Lo strattonai per la felpa e lo bloccai contro al muro.

“Che cazzo le hai fatto?!” gridai, non ero in me.

“Ma di cosa stai parlando amico?” mi domandò cercando di mantenere la calma, Giuseppe si stava avvicinando a noi.

“Perchè sta piangendo?!” spostai Stefano da li e lo lanciai a terra per poi subito dopo mettermi su di lui e tenerlo fermo.

“Non le ho fatto niente calmati!” cercava di liberarsi.

“Salvatore...ti prego, basta” questa volta la supplica proveniva da Martha, mi guardava spaventata, come si guarda un..
Mostro.

Mi bloccai a guardarla, ad un certo punto sentii due braccia sollevarmi liberando Stefano, era Giuseppe.

“No!
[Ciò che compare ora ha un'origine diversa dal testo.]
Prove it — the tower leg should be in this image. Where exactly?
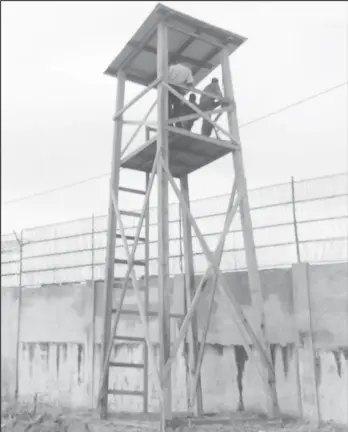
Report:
[180,176,203,416]
[221,49,279,417]
[157,22,172,432]
[100,72,125,418]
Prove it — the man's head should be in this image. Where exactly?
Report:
[189,93,196,103]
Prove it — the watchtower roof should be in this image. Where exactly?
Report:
[105,3,246,86]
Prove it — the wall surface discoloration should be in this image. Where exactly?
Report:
[1,287,19,397]
[1,266,348,424]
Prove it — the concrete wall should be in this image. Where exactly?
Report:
[1,265,348,424]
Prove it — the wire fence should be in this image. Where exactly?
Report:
[1,173,348,287]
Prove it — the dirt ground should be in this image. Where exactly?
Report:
[1,401,348,432]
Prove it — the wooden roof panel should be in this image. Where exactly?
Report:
[105,4,246,85]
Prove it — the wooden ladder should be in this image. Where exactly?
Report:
[98,183,149,415]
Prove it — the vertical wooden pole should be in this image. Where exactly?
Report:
[90,214,97,408]
[157,22,172,431]
[100,71,126,418]
[221,49,279,417]
[143,168,150,413]
[291,177,301,263]
[180,176,203,416]
[14,231,23,400]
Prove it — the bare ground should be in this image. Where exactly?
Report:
[1,400,348,432]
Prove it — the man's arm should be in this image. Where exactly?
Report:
[185,69,194,86]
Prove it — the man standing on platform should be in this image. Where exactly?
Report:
[168,63,193,125]
[199,78,223,137]
[180,93,198,131]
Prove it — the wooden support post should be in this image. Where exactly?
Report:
[157,21,172,432]
[111,189,163,404]
[14,231,23,400]
[98,153,158,403]
[191,178,238,402]
[291,177,301,263]
[143,171,150,413]
[221,49,279,417]
[162,161,274,388]
[121,101,157,158]
[100,71,126,418]
[180,176,203,416]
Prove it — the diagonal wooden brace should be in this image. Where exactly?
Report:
[121,100,157,158]
[162,160,275,381]
[162,174,241,380]
[113,78,162,120]
[163,82,240,146]
[190,177,238,406]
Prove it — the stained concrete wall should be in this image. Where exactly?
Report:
[1,265,348,424]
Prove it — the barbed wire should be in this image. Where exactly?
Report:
[3,81,348,205]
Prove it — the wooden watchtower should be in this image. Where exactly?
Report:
[99,4,278,431]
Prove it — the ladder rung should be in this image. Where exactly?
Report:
[116,234,146,241]
[114,336,145,343]
[111,309,185,318]
[120,210,141,217]
[109,362,145,369]
[115,258,145,266]
[118,186,146,195]
[108,389,145,396]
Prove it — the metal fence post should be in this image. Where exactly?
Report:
[291,177,301,263]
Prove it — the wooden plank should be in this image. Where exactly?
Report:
[112,308,184,319]
[221,49,279,417]
[116,234,145,242]
[166,126,238,152]
[168,107,230,125]
[118,186,146,195]
[114,336,145,342]
[157,22,172,432]
[100,71,125,418]
[168,24,224,49]
[109,362,144,369]
[129,41,213,69]
[108,389,144,396]
[115,258,145,267]
[121,210,140,217]
[180,176,203,416]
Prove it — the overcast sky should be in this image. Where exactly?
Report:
[1,1,348,233]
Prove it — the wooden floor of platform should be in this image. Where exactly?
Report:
[121,131,233,177]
Lasciami, mollami!” iniziai a dimenarmi, ma non mi lasciava.

“Smettila Salvatore, prima di quella scommessa di merda non te ne fregava un cazzo di lei!”

Aveva detto della scommessa, Martha era li.

Mi guardò per un secondo, poi abbassò lo sguardo pieno di lacrime, si voltò e se ne andò.

Io rimasi fermo, senza sapere cosa fare.

Avevo ferito anche lei.

Ogni ragazza che si avvicinava a me ne usciva distrutta, ferita, infelice ed era solo colpa mia.